Hope you sent out your Prime Day cards!

I'm sorry, but are there two separate Amazon holidays now? I ask because there's another one next week and didn't we just have one, like in July?
Yeah, we did.
"That's just unfair. We hardly ever make
our employees poop in bags anymore."
-a billionaire we sent to space
You may have already noticed that I'm not a fan of Amazon. Sure, they can get virtually anything to your porch within hours and usually for less than it would cost for you to go to a store. But at what cost? Huh? Right, less cost, fine. I meant that metaphorically. At what cost? Yes if you need a lycra body suit or suction cups by tomorrow, they got you covered. But they also employ predatory business practices, make their staff poop in bags, and now brink and mortar retail is nearly dead in this country.

Above: A Bitcoin dispenser, seen here
defying it's own reason to exist.
I went to a mall the other day and it was perhaps the most depressing place I've ever been and I've been to Grimsby.* Three quarters of the storefronts were empty, coin operated massage chairs were everywhere, and they even had a Bitcoin dispenser. And it was out of order. Which I mean, admittedly, I don't know anything about Bitcoin, but isn't the whole point of Bitcoin that it's digital? And if it's digital can't you just use your phone? And isn't it just crime money to begin with?
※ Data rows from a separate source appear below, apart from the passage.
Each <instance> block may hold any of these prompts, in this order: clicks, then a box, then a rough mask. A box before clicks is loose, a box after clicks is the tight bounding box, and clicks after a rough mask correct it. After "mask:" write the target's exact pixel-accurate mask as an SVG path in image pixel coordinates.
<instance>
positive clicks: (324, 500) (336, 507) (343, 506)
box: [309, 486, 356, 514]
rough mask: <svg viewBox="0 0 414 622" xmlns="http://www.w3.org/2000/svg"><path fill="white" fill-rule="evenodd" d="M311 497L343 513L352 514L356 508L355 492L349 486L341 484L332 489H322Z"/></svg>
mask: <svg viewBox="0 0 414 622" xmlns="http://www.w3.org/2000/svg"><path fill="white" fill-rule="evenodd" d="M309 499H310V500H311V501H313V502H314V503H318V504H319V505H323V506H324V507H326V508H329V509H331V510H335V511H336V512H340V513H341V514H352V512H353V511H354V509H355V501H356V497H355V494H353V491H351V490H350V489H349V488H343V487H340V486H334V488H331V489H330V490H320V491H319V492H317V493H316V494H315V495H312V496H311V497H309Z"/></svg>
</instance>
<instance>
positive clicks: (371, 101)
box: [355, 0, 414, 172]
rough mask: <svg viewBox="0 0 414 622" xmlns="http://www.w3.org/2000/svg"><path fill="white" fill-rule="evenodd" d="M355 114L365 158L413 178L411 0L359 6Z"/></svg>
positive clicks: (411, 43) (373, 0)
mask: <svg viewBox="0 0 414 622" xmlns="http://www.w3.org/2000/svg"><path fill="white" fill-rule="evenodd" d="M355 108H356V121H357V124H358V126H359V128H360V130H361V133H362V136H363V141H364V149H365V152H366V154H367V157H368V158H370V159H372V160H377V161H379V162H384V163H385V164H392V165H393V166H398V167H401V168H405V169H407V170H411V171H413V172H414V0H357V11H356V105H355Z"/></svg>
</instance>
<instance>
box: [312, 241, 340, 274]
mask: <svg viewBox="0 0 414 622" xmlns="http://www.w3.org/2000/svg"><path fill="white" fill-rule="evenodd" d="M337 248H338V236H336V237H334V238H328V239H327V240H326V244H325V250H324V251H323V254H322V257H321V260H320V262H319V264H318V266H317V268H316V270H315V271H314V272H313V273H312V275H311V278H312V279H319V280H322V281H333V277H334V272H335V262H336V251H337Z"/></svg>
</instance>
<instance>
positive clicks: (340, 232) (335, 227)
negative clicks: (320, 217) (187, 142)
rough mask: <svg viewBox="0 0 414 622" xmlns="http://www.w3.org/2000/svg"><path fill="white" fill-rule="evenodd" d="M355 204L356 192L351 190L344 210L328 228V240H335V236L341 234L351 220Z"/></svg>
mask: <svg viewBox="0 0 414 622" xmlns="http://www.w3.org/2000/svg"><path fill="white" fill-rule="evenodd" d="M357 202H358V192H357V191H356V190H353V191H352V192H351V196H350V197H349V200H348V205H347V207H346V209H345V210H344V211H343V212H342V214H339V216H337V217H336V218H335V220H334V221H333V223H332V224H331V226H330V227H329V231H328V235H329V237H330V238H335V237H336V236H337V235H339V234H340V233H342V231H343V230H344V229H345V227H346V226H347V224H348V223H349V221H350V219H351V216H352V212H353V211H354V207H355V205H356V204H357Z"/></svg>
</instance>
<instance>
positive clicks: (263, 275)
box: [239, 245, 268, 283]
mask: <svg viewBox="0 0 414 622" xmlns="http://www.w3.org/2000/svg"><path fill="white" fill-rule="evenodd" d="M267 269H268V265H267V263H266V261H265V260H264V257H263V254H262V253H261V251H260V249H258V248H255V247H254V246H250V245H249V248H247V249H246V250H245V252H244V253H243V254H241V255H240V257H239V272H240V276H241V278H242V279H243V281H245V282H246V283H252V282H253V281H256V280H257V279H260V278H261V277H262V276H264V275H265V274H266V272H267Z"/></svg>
What about the olds? Won't somebody 
please think of the olds?
And it's not that I care about malls per se. As someone who grew up with malls being a thing, it's possible that I'm more inclined to notice their increasingly rapid decline than later generations who never knew the unsupervised retail teen Thunderdome that was the mall. But we should all care about things like local economies and jobs and places for old people to walk early in the morning. The very things Amazon's not really free shipping and artificially low prices have strangled to death. 

Pictured: the moment an actor with a chart made
sure my generation would be renters forever.
It's gotten so bad that the Federal Trade Commission is suing and I mean, do they even do that anymore? I'm not like a business person, but it seems like it was the AT&T breakup and then nothing for like forty years of unfettered capitalism drunk on the ludicrous, Reaganonic promises of deregulation and trickle-down prosperity (which, that trickle's going to happen soon, right?). But now the FTC has awoken, bleary-eyed, and groping for its coffee, declaring in a stern voice that someone should probably do something about Amazon. Maybe.

Unless the company's strategy of pretend sales on equally pretend holidays pays off. After all, the larger the Amazon liturgical calendar, the less we'll all notice that they control stifling forty to sixty percent (depending on who you ask) of all online commerce. 
It's a monopoly, but the part of the game where one person has all the hotels and
most of the money and the rest of us are just waiting to go bankrupt.


*hopefully someday, someone somewhere who's been to Grimsby, England will read this and find that mildly amusing.